John 15:9-17 The responsibility of choosing to love
6 Easter

One of the great luxuries of this country is the freedom of choice we have. Apart from the choice of all the products we have at our fingertips, we are also blessed with a tremendous choice of careers, places to live, places to worship, whom to love, causes to engage in, and the list go on and on. In most parts of the world, people are faced with just one choice or sometimes not even that. There are thousands of people all over the world who work in places they hate because there are no other jobs. People continue to struggle and live in dangerous war-torn places like Iraq, Afghanistan, and Sudan because they have no other choice. For most young people in the developing world, marriage is not a matter of falling in love and having the freedom to marry or not to marry the person you are involved with. Marriages are arranged by parents and other adults for their children often without any input from the people to be married. And there are many places in the world where one can be killed for converting to another religion.
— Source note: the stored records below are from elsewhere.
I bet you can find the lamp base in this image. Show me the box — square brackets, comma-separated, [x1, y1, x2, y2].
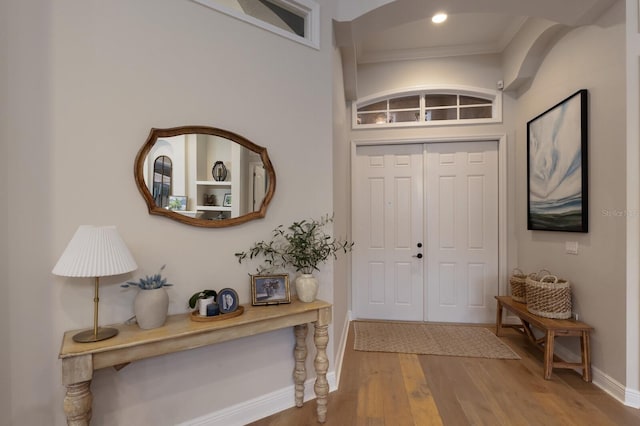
[73, 327, 118, 343]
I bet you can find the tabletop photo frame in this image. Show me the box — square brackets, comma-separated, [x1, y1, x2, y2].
[251, 274, 291, 306]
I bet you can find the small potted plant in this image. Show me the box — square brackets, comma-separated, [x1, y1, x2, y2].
[235, 215, 353, 302]
[122, 265, 173, 330]
[189, 290, 218, 317]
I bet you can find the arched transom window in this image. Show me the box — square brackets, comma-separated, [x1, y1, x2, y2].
[353, 88, 502, 128]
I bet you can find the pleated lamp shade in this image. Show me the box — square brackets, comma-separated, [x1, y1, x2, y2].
[52, 225, 138, 277]
[51, 225, 138, 343]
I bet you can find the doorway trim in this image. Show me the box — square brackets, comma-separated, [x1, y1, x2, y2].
[349, 133, 509, 311]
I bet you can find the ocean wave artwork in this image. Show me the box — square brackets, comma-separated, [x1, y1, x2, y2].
[528, 91, 586, 232]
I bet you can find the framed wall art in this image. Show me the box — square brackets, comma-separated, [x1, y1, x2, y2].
[251, 274, 291, 306]
[527, 89, 589, 232]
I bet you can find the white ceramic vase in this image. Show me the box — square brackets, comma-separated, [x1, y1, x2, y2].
[296, 274, 318, 303]
[133, 287, 169, 330]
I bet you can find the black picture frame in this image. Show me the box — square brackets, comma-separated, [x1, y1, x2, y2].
[527, 89, 589, 232]
[251, 274, 291, 306]
[167, 195, 187, 212]
[216, 288, 239, 314]
[222, 192, 231, 207]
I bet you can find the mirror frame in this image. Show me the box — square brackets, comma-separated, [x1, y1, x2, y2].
[133, 126, 276, 228]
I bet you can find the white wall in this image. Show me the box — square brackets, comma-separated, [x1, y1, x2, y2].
[7, 0, 334, 426]
[333, 43, 352, 356]
[511, 2, 626, 384]
[2, 1, 55, 425]
[0, 2, 11, 426]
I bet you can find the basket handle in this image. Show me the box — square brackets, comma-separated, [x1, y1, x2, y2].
[537, 268, 551, 281]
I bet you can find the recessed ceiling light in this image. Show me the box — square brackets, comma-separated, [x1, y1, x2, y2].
[431, 12, 447, 24]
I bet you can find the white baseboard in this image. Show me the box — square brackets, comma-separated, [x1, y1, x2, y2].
[177, 371, 336, 426]
[624, 389, 640, 408]
[554, 343, 640, 408]
[178, 318, 640, 426]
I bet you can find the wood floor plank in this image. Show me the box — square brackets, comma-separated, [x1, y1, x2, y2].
[398, 354, 442, 426]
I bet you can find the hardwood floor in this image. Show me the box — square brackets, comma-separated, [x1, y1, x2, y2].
[251, 327, 640, 426]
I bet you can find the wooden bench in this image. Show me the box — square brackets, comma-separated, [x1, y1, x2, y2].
[496, 296, 593, 382]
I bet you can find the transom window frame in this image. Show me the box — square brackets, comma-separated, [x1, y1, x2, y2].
[191, 0, 320, 50]
[351, 85, 502, 129]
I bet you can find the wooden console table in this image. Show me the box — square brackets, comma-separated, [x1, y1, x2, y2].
[496, 296, 593, 382]
[60, 300, 331, 426]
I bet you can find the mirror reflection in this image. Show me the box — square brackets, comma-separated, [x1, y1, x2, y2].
[135, 126, 275, 227]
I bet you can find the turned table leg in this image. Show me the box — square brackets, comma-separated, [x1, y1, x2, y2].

We never think too much about it, and in fact take our freedom of choice in almost all areas of our life for granted. But the fact that we can so easily talk about “loving” something or someone is precisely because of the freedom of choice we enjoy here. Having this freedom means that we can ignore anything we don’t necessarily like and zero in on that one thing we absolutely love. I agree that not everything in life is exactly what we love, but we still have much more choices and freedom to pursue what we love in life.

I have a friend who is brilliant in what he does. As soon as he graduated from Cornell he got hired by one of the big financial companies on Wall Street. By the third year of his employment he had paid off all his student loans and he had bought the Mercedes Benz for his father that he had promised to buy. But he was not happy with what he was doing. He wanted to do something more meaningful, so he left his job at Wall Street 6 years ago. He now works for a non-profit organization to raise money for HIV/AIDS in Africa, which he absolutely loves. In this environment of such varied choices, I am sure we all understand what it means to love what we have chosen. It is our personal responsibility to love what we have chosen, because we know that nobody has forced it upon us.

Jesus says to his disciples, “You did not choose me but I chose you.” In other words, from amongst the millions of people he has chosen to love you and me. We are all here in this sanctuary to worship God, not so much because we want to, but because God chose to love us and bring us to Him. And just as we are responsible for what we choose in life, Jesus is responsible for us. And it is out of his sense of deep responsibility to us that he commands us to love one another as He has loved each one of us. That same sense of personal responsibility for what he chose to love is what led Jesus to say that no one has greater love than this, than to lay down one's life for one's friends. We are not just some random people that happen to be called Christians. Jesus knew that in calling and choosing his disciples he was also ready to die for them because he loved them so much. Responsibility calls for a lot of care not only for the present but also for the future. Wise choices are always made on the basis of how much we would like to invest ourselves in that particular thing. If we don’t want to spend time and effort in something, we will probably not hang on to that something or someone. And if we do want to spend time and effort on something or someone, it is most likely we do it out of love.

The best and purest of love involves a desire for our loved ones to grow and prosper in every area. This desire for our loved ones to grow and prosper is what Jesus demonstrates when he says to his closest disciples, “and I appointed you to go and bear fruit, fruit that will last, so that the Father will give you whatever you ask him in my name. I am giving you these commands so that you may love one another." The love that Jesus has for us, his disciples, is not a love that gets exchanged between just Jesus and the disciples. He wants us to grow in abundant love, a love that is so generous that it can be extended to many others.

In the Gospels there are many saying and parables of Jesus, narratives about how he interacted with people and miracles he did. It is interesting to note that in all the teachings of Jesus there is not that many, which can qualify as “commands.” The only instances of Jesus commanding happens when he commands the evil spirit to come out of the demon possessed person, and the other place is where he commands his disciples to love one another. Jesus says, “This is my commandment, that you love one another as I have loved you.” So the commandment to love is really the only straightforward command that Jesus gives his disciples. This love that He commands us to practice with each other and others is to be modeled along the same love that he has shown us, like he says “as I have loved you.” And we know that the love of Jesus for us comes from a deep sense of responsibility and commitment for our growth and our salvation. It is a love that is overwhelmingly guided by service, action, self-sacrifice, healing and hope. If we have chosen to receive and embrace the love that Jesus has shown us, we also have a personal responsibility to see that godly love grow and flourish in the places we happen to be, amongst the people we happen live with. 

Look around yourself today, see whom you have chosen to live and interact with. Ask yourselves if you have taken on that personal responsibility to love that person or persons with the same kind of self-sacrificial love that Jesus has shown us. Ask yourselves if you have loved enough to allow the other person to grow and bear fruit, as they are capable of. Ask yourself and the people you have chosen to love if your love brings them joy and hope. Jesus has given us the command to love each other so that we can be filled with the joy of those who are loved without conditions. May God’s love and joy abide in us all. Amen.